Overcoming Ptolemy by Geoffrey C. Gunn

Overcoming Ptolemy by Geoffrey C. Gunn

Author:Geoffrey C. Gunn
Language: eng
Format: epub
ISBN: 9781498590143
Publisher: Lexington Books, a division of Rowman & Littlefield Publishers, Inc.


Figure 5.1 Asia: With the Islands Adioyning Described, the Atire of the People, & Townes of Importance, all of them Newly Augmented. John Speed (1626). Published in A Prospect of the Most Famous Parts of the World (London, 1662). City maps in upper border: Candy—Goa—Damascus—Jerusalem—Ormus—Bantam—Aden—Macao. Scale [ca. 1:27,000,000] at Equator. Impressive with its longitude and latitude grid, here Speed creates his own world regional delineation of Asia with boundaries imposed. China is named, as is Tartaria, West Ocean, East Ocean, and Chinean Ocean. The American continent is acknowledged. Source: Map reproduction courtesy of the Norman B. Leventhal Map & Education Center at the Boston Public Library.
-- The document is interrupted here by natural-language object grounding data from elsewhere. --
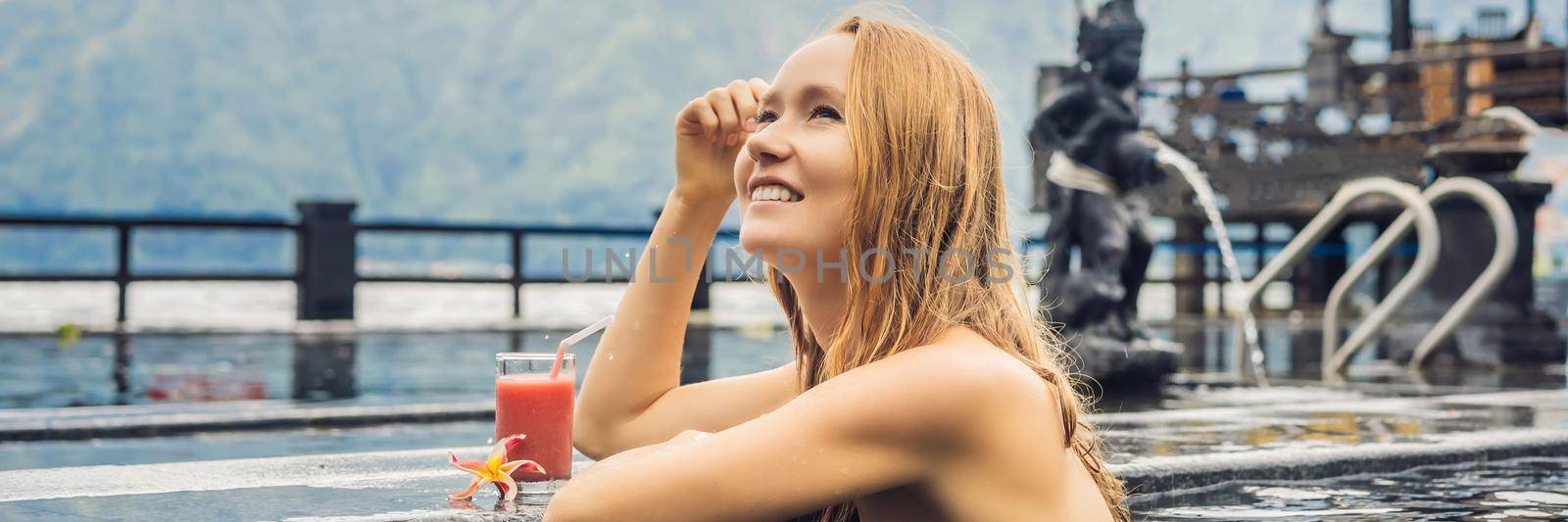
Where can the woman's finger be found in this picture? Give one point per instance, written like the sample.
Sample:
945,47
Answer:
745,106
728,122
698,118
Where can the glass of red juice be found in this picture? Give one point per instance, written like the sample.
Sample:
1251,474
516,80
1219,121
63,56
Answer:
538,406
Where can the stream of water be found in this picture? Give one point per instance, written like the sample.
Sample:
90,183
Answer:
1211,208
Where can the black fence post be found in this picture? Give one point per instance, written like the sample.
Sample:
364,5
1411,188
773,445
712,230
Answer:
122,271
325,273
516,273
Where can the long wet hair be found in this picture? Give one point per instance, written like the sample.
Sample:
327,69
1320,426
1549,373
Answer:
929,180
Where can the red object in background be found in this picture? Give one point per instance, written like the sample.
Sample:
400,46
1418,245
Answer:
541,409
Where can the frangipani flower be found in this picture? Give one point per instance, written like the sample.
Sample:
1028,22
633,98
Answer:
494,470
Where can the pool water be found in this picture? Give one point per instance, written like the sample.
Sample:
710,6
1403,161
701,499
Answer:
1513,490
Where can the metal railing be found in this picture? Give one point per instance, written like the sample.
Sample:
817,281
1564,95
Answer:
1505,248
125,227
1333,212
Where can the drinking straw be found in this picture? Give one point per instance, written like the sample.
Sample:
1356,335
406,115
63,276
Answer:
572,339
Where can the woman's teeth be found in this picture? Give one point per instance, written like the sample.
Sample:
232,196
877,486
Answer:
773,193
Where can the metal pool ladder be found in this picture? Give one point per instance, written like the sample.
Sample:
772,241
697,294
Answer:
1426,223
1504,250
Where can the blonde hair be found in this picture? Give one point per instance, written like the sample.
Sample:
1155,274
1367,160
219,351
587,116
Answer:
929,179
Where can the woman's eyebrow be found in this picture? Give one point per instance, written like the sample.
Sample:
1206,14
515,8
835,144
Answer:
809,91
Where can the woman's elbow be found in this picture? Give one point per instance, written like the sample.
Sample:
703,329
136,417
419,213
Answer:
569,506
593,441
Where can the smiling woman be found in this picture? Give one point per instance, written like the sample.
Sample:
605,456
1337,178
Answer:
921,391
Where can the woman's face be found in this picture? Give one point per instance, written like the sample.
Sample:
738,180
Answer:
797,172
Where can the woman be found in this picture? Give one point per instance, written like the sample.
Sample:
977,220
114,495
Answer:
922,386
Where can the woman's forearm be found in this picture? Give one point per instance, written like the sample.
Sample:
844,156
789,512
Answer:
639,357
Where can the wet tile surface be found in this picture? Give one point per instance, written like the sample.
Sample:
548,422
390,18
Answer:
405,477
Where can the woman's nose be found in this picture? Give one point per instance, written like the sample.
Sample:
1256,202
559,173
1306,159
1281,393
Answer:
768,146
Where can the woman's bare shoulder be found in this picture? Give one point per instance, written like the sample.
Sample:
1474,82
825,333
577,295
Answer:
960,380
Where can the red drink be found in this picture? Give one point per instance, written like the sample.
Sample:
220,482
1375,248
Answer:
541,409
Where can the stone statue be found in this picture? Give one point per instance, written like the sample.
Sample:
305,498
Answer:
1098,162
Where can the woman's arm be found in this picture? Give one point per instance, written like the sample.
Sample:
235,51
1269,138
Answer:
888,423
632,392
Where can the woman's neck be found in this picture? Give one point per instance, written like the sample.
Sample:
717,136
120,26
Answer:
822,302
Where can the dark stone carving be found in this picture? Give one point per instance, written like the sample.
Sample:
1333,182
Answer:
1100,162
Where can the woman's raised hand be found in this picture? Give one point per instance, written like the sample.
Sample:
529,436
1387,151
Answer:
710,133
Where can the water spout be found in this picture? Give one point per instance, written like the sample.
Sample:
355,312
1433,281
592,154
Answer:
1189,171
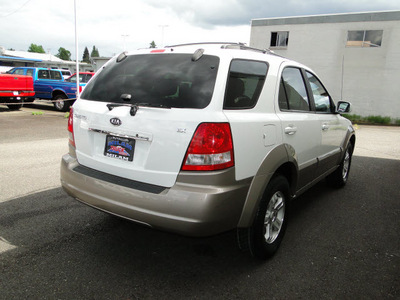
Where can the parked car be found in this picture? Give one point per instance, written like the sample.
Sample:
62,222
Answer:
15,89
204,138
65,73
84,78
49,84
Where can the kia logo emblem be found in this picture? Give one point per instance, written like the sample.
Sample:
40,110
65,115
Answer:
115,121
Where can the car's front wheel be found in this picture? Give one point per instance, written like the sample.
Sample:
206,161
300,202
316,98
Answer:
340,176
264,237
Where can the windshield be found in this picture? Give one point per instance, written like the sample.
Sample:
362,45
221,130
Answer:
171,80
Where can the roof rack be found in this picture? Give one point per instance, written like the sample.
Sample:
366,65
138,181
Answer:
227,45
203,43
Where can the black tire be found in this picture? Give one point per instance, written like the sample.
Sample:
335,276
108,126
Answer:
14,106
264,237
340,176
61,104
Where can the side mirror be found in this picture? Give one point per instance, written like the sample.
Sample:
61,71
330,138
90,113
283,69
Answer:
343,107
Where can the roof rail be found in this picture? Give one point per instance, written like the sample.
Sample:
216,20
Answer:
227,45
203,43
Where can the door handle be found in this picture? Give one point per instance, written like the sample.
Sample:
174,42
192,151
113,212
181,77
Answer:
290,130
325,127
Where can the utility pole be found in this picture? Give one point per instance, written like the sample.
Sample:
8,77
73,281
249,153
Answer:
162,34
123,38
76,52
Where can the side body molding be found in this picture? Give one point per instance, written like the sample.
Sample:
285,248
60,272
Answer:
281,156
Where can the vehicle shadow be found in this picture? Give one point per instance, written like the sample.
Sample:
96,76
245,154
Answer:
74,251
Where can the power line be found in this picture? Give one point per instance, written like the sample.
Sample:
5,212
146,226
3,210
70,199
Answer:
13,12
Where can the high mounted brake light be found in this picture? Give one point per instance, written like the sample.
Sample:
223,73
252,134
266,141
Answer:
211,148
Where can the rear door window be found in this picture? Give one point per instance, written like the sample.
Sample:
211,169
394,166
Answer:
245,82
43,74
172,80
292,91
322,100
19,72
56,75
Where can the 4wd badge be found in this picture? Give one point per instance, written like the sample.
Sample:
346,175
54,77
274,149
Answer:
115,121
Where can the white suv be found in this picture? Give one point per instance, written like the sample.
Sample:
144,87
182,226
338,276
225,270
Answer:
199,139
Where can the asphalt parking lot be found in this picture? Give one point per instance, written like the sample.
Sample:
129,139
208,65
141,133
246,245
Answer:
340,244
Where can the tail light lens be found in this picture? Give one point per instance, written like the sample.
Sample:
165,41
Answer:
71,138
211,148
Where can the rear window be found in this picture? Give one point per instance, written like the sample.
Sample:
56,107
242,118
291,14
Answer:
172,80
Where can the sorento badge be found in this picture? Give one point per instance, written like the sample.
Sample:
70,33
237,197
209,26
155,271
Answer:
115,121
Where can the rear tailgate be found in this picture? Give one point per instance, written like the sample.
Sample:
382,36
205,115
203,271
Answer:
16,85
148,147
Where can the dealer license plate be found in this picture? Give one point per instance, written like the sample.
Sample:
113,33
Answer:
119,147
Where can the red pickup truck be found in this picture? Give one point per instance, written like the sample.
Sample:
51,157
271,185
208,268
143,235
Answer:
15,89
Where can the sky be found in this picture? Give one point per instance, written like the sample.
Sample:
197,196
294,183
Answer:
115,26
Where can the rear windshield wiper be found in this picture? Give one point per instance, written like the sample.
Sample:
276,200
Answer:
152,105
135,106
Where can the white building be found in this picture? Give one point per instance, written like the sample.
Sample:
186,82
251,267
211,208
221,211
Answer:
356,55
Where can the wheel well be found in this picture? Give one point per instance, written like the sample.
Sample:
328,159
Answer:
289,171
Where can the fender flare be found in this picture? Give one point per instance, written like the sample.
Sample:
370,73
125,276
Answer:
281,155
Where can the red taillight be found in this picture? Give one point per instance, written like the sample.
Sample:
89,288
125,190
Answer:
211,148
71,138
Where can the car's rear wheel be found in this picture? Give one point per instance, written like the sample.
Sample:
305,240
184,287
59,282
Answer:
264,237
340,176
60,103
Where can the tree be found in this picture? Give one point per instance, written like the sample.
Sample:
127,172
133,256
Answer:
153,45
95,52
63,54
36,48
86,57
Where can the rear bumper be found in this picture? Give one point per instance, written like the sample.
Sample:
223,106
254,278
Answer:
197,205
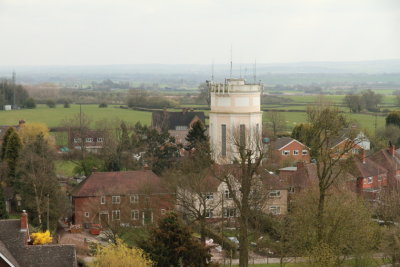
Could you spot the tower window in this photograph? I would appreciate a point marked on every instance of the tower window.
(242, 134)
(223, 139)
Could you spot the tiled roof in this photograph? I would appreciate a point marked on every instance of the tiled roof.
(119, 183)
(367, 169)
(281, 142)
(273, 181)
(34, 256)
(304, 176)
(169, 120)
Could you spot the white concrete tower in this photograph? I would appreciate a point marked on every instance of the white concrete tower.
(235, 114)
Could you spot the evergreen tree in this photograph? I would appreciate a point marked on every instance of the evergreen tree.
(39, 185)
(11, 153)
(9, 131)
(197, 135)
(172, 244)
(3, 211)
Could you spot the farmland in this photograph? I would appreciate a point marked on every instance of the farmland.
(294, 112)
(53, 117)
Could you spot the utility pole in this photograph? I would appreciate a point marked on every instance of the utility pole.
(48, 212)
(13, 85)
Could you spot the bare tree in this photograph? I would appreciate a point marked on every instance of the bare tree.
(244, 184)
(195, 188)
(327, 126)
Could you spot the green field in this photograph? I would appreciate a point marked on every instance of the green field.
(54, 116)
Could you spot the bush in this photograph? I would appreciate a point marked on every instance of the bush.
(30, 103)
(51, 103)
(222, 240)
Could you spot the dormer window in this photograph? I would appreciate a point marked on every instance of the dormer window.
(181, 128)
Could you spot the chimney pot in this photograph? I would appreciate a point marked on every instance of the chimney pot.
(24, 221)
(300, 165)
(363, 157)
(392, 150)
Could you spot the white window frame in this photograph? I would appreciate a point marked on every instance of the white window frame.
(209, 195)
(275, 210)
(134, 198)
(135, 215)
(116, 199)
(229, 212)
(117, 214)
(274, 194)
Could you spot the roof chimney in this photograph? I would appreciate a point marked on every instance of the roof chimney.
(25, 227)
(363, 157)
(392, 149)
(24, 221)
(300, 165)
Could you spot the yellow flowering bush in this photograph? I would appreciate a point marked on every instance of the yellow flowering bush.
(41, 238)
(120, 255)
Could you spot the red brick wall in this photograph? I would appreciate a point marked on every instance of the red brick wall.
(291, 148)
(93, 206)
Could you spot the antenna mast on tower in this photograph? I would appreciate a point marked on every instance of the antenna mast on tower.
(212, 71)
(231, 63)
(13, 84)
(255, 71)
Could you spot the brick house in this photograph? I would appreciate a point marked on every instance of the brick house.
(345, 148)
(16, 251)
(286, 149)
(389, 158)
(221, 205)
(177, 124)
(371, 177)
(128, 198)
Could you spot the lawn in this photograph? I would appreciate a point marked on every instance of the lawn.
(53, 116)
(65, 168)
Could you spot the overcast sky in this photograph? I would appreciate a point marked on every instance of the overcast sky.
(93, 32)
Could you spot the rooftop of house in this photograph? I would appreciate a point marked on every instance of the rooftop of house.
(169, 120)
(14, 249)
(281, 142)
(272, 181)
(289, 169)
(119, 183)
(389, 158)
(366, 168)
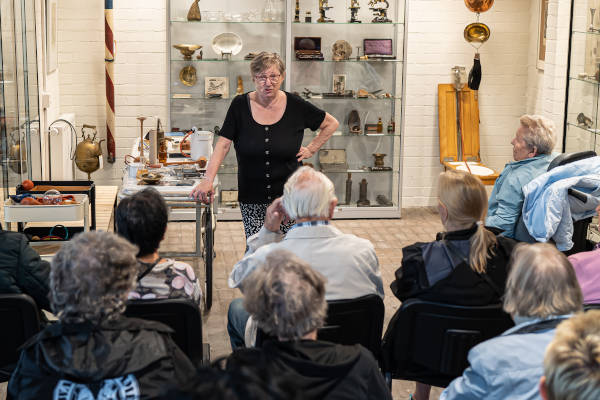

Tartaria, in turn, was divided into five main subregions (with additions), Tartaria Preompensis (Tartaria Minor, wholly in Europe); Tartaria Deserta (Asiatica); Antiqua; Zagathay (Sythia intra montem Imaum of the ancients); Turkestan, and Cathay (seat of the Great Cham with his court in Cambalu [Khanbalik]). Additionally, he expounds upon Serica and Synthia extra montem, “in which I follow not the bounds laid down by Ptolemy, who for want of that knowledge in these remote countries which these later ages have afforded, if fain to shut it up on the north and east with Terra Incognita.” In other words, Heylyn presumes to know more about these eastern and northerly zones than the ancients. “At the present it is called Cathay.” As for Serica/Sera/ Silk, he offers no advance on Pliny, fictionalizing a race of people said to live to up to 200 years of age. But Ptolemy locates this place too far north, he asserts. This excursion on Tartary is important as the issue came to beset Czarist Russia and the Qing dynasty at a point in history when both expanding empires came into collision over ill-defined boundaries or, actually tracts of steppe virtually unowned apart from nomadic inhabitants.

Cathay or China

On Cathay and China, as Heylyn continues, by contrast with Tartaria:

China is bounded on the North, with Cathay, and the eastern Tartars, from which separated by a continuous chain of hills . . . and where that chain is broken off, or interrupted, by a great wall extended 400 leagues in length, on the South partly with Cochinchina, a province of India, partly with the Ocean, on the East with the Oriental Ocean; and on the West with part of India, and of Cathay. (Heylyn 1682: 181)

As he continue, with allusion to the name of China:

The Ancient inhabitants of Sine, in the time of Ptolemy, were towards the North. . . . United into one body by the name of Sina, and known by that name to the Romans, in the time of Ptolemy who bounded them on the north with Serica, on the west with India extra Gangem, and on the East and South with Terra incognita; which though it makes up the least part of modern China, Serica touching only a corner of the Northwest of it, and the main Ocean washing it on the East and South. (Heylyn 1682: 187)

He does allow, however, that the Arabs and (modern) Latin authors do reveal the dimensions of this “mighty kingdom.